If, in addition to other noncompliance, a taxpayer has failed to file an FBAR to report an account over which the taxpayer has signature authority but no beneficial interest (e.g., an account owned by his employer), will that foreign account be included in the base for calculating the taxpayer’s 27.5 percent offshore penalty?

No. The account the taxpayer has mere signature authority over will be treated as unrelated to the tax noncompliance the taxpayer is voluntarily disclosing. The taxpayer may cure the FBAR delinquency for the account the taxpayer does not own by filing the FBAR with an explanatory statement before being contacted regarding an income tax examination or a request for delinquent returns. The answer might be different if: (1) the account over which the taxpayer has signature authority is held in the name of a related person, such as a family member or a corporation controlled by the taxpayer; (2) the account is held in the name of a foreign corporation or trust for which the taxpayer had a Title 26 reporting obligation; or (3) the account was related in some other way to the taxpayer’s tax noncompliance. In these cases, if the taxpayer is determined to have a direct or indirect beneficial interest in the account(s), the taxpayer will be liable for the 27.5 percent offshore penalty if there is unreported income on the account. On the other hand, if there is no unreported income with respect to the account, no penalty will be imposed.

If parents have a jointly owned foreign account on which they have made their children signatories, the children have an FBAR filing requirement but no income. Should the children just file delinquent FBARs and have the parents submit a voluntary disclosure? Will both parents be penalized 27.5 percent each? Will each parent have a 27.5 percent penalty on 50 percent of the balance?

For those signatories with no ownership interest in the account, such as the children in these facts, they should file delinquent FBARs as previously described in FAQ 17. As for the parents, only one 27.5 percent offshore penalty will be applied with respect to voluntary disclosures relating to the same account. In the example, the parents will be jointly required to pay a single 27.5 percent penalty on the account. This can be through one parent paying the total penalty or through each paying a portion, at the taxpayers’ option. However, any joint account owner who does not make a voluntary disclosure may be examined and subject to all appropriate penalties.

If multiple taxpayers are co-owners of an offshore account, who will be liable for the offshore penalty?

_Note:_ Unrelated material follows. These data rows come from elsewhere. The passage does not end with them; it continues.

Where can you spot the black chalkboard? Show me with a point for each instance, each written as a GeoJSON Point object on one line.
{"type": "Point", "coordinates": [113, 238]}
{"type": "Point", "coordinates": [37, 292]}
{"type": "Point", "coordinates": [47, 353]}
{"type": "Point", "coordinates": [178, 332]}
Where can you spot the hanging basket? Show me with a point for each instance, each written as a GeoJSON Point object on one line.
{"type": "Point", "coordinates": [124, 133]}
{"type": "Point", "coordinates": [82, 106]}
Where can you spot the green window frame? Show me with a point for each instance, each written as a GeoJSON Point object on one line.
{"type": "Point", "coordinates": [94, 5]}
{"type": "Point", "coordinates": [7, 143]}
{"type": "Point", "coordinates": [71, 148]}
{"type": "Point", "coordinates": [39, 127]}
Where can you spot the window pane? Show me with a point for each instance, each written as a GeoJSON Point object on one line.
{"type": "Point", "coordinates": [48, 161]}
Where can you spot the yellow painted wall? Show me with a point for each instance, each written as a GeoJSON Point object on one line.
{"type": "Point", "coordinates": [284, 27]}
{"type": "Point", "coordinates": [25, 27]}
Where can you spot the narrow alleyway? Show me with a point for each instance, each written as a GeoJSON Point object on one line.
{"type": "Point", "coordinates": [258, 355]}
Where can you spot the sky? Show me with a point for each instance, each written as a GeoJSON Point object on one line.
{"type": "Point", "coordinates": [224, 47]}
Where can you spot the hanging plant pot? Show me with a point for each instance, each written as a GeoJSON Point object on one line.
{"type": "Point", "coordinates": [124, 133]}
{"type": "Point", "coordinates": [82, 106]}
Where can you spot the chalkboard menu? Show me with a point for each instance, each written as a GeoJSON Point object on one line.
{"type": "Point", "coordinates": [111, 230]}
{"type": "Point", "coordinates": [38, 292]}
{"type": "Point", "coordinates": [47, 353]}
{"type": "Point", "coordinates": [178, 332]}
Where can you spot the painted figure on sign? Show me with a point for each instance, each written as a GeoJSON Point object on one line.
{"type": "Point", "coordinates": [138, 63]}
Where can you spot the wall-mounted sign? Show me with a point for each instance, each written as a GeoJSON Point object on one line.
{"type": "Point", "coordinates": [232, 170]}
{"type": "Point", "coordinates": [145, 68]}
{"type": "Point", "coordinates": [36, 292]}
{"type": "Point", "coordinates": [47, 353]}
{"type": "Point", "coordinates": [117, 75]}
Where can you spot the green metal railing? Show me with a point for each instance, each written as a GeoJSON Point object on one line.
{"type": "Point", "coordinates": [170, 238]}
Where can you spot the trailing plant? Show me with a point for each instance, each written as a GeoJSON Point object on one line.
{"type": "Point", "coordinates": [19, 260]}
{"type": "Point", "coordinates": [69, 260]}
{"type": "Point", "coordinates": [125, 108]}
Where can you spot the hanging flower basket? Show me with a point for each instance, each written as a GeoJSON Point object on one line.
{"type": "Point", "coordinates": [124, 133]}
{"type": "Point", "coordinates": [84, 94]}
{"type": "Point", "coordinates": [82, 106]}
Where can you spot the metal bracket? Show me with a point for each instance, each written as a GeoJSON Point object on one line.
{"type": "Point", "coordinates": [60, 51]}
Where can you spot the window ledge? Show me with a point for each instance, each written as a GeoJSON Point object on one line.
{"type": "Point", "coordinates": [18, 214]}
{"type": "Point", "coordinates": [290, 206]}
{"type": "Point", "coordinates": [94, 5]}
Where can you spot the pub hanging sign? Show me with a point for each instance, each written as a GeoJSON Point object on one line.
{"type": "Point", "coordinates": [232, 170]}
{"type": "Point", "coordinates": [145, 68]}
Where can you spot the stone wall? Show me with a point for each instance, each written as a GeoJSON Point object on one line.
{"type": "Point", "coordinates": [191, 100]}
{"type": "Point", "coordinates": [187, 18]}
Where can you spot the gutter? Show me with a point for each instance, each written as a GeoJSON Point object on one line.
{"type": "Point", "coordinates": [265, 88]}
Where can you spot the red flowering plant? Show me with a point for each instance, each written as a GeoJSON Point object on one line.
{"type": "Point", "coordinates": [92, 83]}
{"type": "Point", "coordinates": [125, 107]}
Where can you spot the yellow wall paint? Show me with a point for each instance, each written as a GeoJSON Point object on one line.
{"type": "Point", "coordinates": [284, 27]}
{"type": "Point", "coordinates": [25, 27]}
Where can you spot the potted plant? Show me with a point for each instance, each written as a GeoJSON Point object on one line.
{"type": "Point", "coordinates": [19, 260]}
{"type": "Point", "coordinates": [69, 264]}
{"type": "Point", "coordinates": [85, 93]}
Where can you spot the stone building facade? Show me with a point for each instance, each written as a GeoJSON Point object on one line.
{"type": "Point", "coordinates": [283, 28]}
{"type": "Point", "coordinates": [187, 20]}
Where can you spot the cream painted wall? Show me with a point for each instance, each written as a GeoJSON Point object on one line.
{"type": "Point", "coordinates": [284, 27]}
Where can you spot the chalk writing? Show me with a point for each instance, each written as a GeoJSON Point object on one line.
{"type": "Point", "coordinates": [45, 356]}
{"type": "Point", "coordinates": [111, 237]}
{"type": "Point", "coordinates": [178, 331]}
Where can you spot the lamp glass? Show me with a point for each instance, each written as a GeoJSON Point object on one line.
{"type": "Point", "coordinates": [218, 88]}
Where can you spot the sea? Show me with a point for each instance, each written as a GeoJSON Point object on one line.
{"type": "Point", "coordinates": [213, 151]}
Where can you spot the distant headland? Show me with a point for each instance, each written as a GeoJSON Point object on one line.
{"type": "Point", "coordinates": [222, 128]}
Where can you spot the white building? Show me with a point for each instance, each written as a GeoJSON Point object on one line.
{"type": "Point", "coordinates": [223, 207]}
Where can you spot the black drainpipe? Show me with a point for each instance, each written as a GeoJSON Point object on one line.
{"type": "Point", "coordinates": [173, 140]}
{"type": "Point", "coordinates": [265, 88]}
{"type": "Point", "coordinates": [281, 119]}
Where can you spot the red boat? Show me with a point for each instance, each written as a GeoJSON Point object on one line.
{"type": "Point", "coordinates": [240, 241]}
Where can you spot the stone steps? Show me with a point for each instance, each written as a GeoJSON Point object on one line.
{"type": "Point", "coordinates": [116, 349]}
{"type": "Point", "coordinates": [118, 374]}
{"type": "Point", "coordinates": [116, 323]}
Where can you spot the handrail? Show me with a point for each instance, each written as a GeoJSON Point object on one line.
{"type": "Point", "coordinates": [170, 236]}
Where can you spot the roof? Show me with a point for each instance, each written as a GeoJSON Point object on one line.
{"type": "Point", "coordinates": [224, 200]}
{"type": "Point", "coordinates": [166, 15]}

In the case of co-owners, each taxpayer who makes a voluntary disclosure will be liable for the penalty on his percentage of the highest aggregate balance in the account. The burden will be on the disclosing taxpayer claiming ownership of less than 100 percent of the account to establish the extent of his ownership. His voluntary disclosure is effective as to his tax liability only. It does not cover the other co-owners. The IRS may examine any co-owner who does not make a voluntary disclosure. Co-owners examined by the IRS will be subject to all appropriate penalties.

If there are multiple individuals with signature authority over a trust account, does everyone involved need to file delinquent FBARs? If so, could everyone be subject to a 27.5 percent offshore penalty?

Only one 27.5 percent offshore penalty will be applied with respect to voluntary disclosures relating to the same account. The penalty may be allocated among the taxpayers with beneficial ownership making the voluntary disclosures in any way they choose. The reporting requirements for filing an FBAR, however, do not change. Therefore, every individual who is required to file an FBAR must file one.